Stetz betonte auch, dass Kurse bei der VHS Nord auch mit geringen Zahlen wie etwa fünf Teilnehmern abgehalten werden. Ein Ziel bei der Konzeption des neuen Programms ist für Stetz auch, mit Filmen und Ländervorträgen „die populistische Diskussion in der Flüchtlingsthematik zu unterwandern“. Der Deutschunterricht für die Flüchtlinge ist eine Herausforderung, die der VHS alles abverlangt. Lothar Stetz erklärt, dass es keine langfristig verlässlichen Ankunftszeiten für Flüchtlinge gibt und Kurse so nicht wirklich geplant werden können. „Wir sehen uns verpflichtet, die Gemeinden zu unterstützen“, sagt er. 

Bunt gemischte Kurse

Simona Kraus, die Bereichsleiterin der Integrationskurse, erklärt, dass die Asylbewerber mit Bleibeperspektive dreimal wöchentlich unterrichtet werden und aufbauende Angebote unterbreitet bekommen, um an ein eigenständiges Leben herangeführt zu werden. Stetz hat bisher mit den Flüchtlingen im Münchner Norden besondere Erfahrungen gemacht, auch wegen des Bildungsgefälles in den bunt gemischten Kursen: „Da sitzt ein Mensch, der erst ein Jahr Koranschule besucht hat, neben einem Ingenieur. Für uns ist das ein Riesenspagat, aber die Leute sind ausgesprochen bildungsinteressiert.“ Ein wesentliches Thema der Volkshochschule sind auch die Neubauten. Leiter Stetz freut sich sehr auf das neue Haus in Unterföhring, „das die Gewichtung innerhalb der Mitgliedskommunen verschieben wird“. In diesem Jahr soll der Bau gegenüber dem S-Bahnhof begonnen werden. Der VHS-Neubau wird neue Möglichkeiten bieten und auch aus angrenzenden Stadtteilen wie Oberföhring oder Johanneskirchen Teilnehmer anlocken.

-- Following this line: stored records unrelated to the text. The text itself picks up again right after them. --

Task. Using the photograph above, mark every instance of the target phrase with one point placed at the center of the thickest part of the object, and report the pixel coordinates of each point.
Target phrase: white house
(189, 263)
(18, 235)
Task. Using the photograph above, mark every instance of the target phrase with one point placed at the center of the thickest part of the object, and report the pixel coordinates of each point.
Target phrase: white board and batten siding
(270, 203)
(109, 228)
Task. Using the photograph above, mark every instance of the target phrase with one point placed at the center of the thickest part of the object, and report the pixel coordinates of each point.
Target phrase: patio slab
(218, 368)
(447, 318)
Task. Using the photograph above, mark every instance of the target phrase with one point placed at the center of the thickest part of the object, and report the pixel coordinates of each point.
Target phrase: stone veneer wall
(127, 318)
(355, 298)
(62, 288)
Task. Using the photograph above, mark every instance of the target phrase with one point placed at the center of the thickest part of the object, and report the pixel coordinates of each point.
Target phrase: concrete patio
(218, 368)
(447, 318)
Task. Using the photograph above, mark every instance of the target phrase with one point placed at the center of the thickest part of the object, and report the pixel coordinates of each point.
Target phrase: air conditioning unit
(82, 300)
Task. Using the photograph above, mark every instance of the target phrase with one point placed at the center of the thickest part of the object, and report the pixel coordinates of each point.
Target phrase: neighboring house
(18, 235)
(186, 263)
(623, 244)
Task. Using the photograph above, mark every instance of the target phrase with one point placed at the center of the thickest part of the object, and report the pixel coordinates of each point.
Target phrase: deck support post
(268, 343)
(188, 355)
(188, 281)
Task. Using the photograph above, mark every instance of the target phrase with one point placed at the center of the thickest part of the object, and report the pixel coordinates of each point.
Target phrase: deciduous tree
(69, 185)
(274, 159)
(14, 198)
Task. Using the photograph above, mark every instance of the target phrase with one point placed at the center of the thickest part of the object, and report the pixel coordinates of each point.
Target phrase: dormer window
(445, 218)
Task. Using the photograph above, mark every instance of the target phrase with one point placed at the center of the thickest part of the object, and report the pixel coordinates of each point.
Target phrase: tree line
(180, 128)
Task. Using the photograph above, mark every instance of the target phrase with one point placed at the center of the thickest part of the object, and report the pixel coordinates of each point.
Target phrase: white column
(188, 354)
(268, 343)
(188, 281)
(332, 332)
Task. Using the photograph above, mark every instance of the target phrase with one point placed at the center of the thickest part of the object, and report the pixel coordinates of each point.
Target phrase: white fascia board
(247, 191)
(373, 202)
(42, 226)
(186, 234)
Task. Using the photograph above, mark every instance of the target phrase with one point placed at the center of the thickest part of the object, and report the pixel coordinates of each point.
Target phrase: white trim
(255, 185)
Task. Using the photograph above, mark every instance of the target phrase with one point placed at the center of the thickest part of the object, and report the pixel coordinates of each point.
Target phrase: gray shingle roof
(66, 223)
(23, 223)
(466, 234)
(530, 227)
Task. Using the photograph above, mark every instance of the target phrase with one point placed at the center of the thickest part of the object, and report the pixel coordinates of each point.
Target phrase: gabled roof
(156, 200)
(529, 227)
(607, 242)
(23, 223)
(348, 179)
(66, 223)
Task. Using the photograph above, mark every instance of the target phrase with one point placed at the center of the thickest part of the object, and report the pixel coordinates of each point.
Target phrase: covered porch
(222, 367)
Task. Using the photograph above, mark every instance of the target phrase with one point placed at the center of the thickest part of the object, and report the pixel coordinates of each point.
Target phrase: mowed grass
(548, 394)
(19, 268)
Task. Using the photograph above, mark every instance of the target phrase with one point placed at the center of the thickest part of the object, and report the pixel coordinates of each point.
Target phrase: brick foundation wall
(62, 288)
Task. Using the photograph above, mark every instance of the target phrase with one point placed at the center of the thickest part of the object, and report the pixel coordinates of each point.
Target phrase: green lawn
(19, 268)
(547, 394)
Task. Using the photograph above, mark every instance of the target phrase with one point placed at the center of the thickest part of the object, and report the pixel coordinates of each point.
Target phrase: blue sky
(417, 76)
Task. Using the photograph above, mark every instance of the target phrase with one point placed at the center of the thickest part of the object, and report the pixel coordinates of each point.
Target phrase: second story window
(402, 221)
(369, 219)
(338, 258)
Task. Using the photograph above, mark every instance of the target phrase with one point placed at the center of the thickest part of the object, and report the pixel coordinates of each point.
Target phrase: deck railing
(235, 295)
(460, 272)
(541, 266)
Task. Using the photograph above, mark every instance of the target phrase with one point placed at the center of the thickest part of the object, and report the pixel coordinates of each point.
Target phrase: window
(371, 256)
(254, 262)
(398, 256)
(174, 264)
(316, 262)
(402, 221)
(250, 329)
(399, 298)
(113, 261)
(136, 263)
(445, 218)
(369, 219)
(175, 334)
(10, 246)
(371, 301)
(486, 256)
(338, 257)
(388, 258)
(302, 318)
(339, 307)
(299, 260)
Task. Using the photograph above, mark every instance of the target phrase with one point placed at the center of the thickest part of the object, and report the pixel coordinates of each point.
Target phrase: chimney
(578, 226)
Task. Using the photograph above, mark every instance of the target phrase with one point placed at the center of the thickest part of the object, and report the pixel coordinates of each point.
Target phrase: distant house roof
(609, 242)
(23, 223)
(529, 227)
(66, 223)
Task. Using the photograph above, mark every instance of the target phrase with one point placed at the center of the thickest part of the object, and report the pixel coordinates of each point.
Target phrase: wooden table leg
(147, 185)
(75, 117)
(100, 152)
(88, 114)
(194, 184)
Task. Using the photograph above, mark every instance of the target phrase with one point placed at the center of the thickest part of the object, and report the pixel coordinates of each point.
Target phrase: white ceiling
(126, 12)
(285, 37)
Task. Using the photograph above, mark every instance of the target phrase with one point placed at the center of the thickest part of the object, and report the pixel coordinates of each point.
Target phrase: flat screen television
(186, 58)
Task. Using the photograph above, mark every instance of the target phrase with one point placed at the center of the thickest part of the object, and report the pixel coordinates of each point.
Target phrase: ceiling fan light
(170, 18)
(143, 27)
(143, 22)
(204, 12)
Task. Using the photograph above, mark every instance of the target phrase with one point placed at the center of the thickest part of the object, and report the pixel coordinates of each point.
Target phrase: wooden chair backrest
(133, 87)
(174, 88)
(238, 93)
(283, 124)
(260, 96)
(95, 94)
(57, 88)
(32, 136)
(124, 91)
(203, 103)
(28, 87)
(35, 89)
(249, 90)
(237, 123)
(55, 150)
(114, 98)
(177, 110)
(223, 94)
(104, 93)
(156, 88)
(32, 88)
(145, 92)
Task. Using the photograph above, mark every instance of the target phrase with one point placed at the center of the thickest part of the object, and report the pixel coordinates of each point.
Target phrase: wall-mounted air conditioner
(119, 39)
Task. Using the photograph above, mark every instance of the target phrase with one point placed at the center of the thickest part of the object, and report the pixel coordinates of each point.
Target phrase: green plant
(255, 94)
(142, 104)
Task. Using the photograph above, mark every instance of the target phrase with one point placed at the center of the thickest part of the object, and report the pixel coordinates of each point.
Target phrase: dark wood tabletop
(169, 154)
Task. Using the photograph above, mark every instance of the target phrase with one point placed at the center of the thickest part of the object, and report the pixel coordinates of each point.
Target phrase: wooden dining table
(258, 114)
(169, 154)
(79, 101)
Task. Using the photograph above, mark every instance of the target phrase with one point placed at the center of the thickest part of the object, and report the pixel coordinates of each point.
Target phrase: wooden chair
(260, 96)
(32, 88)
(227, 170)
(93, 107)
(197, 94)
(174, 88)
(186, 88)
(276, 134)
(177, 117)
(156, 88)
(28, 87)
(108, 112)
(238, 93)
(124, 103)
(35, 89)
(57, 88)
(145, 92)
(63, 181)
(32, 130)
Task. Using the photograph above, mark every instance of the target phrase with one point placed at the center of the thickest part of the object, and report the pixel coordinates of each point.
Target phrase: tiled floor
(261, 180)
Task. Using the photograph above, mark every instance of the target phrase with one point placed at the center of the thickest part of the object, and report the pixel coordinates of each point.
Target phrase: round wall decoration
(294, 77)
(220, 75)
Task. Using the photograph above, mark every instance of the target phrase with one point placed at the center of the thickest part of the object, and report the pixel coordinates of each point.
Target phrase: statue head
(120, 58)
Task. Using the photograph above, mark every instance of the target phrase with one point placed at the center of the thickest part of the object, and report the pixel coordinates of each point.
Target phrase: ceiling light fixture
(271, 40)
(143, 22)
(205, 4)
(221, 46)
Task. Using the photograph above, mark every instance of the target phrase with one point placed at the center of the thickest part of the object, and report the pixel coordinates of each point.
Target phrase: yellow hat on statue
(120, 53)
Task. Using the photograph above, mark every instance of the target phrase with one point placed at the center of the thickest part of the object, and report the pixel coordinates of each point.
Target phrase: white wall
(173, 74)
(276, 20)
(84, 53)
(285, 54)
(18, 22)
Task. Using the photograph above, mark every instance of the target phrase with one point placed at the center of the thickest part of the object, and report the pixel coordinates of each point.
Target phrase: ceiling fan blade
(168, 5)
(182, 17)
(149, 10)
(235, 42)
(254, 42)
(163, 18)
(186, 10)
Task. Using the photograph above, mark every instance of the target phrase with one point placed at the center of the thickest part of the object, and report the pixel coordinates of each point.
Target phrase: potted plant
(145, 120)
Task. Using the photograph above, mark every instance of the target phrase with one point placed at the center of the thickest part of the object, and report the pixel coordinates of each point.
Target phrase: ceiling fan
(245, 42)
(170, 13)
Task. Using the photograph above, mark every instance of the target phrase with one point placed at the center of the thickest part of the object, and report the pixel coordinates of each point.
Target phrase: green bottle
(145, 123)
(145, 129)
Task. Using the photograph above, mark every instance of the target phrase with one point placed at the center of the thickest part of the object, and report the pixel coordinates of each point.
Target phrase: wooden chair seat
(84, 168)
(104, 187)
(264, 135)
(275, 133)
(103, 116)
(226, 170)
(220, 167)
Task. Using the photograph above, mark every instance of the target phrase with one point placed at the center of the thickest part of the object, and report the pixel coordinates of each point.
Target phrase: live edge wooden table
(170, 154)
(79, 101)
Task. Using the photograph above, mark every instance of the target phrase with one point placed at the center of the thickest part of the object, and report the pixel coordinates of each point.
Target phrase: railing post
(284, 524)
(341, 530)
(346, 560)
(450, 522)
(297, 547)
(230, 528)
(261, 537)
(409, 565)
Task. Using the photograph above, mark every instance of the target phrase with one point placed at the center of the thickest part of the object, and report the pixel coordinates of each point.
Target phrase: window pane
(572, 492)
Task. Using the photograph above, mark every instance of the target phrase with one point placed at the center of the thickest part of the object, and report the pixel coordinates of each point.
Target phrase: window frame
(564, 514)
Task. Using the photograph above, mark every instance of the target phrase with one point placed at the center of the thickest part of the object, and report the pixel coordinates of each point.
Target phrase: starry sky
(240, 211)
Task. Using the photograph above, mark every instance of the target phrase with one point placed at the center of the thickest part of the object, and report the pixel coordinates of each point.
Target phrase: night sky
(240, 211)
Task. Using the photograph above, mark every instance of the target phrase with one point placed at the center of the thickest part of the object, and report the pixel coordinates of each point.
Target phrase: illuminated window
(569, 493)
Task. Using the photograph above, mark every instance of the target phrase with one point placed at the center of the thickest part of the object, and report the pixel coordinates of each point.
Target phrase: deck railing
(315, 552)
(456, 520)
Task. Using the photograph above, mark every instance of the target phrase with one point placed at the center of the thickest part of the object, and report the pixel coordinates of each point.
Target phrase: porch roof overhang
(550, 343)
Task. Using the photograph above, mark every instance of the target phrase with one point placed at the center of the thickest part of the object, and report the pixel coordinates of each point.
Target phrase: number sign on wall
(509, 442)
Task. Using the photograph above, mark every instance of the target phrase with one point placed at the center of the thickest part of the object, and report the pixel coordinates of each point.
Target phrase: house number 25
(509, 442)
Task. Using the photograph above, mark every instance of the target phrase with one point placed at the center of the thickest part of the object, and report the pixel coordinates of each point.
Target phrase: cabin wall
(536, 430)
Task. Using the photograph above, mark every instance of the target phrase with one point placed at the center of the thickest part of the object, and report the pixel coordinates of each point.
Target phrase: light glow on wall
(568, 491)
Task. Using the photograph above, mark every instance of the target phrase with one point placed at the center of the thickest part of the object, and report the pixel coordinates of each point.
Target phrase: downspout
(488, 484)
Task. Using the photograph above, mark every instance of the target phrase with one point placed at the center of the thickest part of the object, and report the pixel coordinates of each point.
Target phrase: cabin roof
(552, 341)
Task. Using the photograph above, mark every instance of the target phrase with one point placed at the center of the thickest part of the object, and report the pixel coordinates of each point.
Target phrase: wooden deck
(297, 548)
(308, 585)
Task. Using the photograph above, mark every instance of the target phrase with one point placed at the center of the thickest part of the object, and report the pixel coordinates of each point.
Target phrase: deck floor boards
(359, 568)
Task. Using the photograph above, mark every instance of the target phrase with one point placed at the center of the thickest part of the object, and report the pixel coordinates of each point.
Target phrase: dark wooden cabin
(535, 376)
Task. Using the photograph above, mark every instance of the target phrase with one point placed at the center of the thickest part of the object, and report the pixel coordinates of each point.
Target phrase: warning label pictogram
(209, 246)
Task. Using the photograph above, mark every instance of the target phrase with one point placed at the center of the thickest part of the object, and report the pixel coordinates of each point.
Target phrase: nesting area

Teilnehmerrückgang in Garching befürchtet

Sorgen bereitet die stockende Situation in Garching. Der Neubau steht in den Sternen und der Zustand des alten Rathauses wird immer schlechter. „Vor zwei Jahren hätte ich mich optimistisch geäußert“, sagt Stetz, „aber jetzt wage ich keine Prognose mehr“. Der Unterföhringer Neubau werde Interessenten aus Garching abziehen. Stetz verweist darauf, dass nach dem Bezug der Ismaninger Seidlmühle die Kursnachfrage massiv gestiegen sei. Er möchte aber in allen vier Kommunen attraktive Angebote unterbreiten. Mit Fertigstellung des Neubaus in Unterföhring sei aber klar, dass Garching gegenüber den Nachbarn räumlich extrem abfallen werde.